Tuesday, November 17, 2009

The Better You Sleep, the Better You Work

Practice alone isn't quite enough to make you perfect. You need to get enough sleep, too.

A study by Harvard Medical School researchers that appears in the July 3 issue of the journal Neuron says your ability to learn motor skills is maximized when you get a full night's sleep.

The study involved teaching groups of people to type a sequence of keys on a computer keyboard as quickly and accurately as they could. One group was trained in the morning and then re-tested 12 hours later. They were able to improve their typing ability by about 2 percent in the re-test.

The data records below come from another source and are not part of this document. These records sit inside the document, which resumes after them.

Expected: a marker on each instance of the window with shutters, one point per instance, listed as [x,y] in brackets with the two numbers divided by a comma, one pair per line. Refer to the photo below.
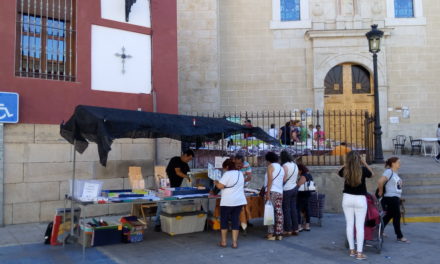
[46,35]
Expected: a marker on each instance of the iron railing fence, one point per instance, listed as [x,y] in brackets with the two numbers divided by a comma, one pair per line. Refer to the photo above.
[312,137]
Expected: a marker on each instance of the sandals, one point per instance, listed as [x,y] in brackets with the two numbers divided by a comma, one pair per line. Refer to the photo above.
[221,245]
[273,238]
[360,256]
[403,240]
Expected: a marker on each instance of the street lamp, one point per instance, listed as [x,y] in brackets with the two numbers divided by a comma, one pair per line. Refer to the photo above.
[374,37]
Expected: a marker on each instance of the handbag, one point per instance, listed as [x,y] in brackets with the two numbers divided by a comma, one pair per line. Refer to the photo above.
[269,214]
[294,169]
[384,189]
[263,189]
[217,190]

Another group was trained in the evening and then re-tested 12 hours later, after they'd had a full night's sleep. They had an average 20 percent improvement in their performance when they were re-tested.
The study also found that the amount of performance improvement was linked to the amount of Stage 2 sleep, called non-rapid eye movement (NREM), experienced by the participants, particularly late in the night.

"This is the part of a good night's sleep that many people will cut short by getting up early in the morning," says the study's senior author, Matter Walker, a clinical fellow in psychiatry at Harvard Medical School.

"In order for an individual to learn new things, they may require a good night's sleep before the maximum benefit of the time they spend practicing is realized," Walker adds in the Harvard press release.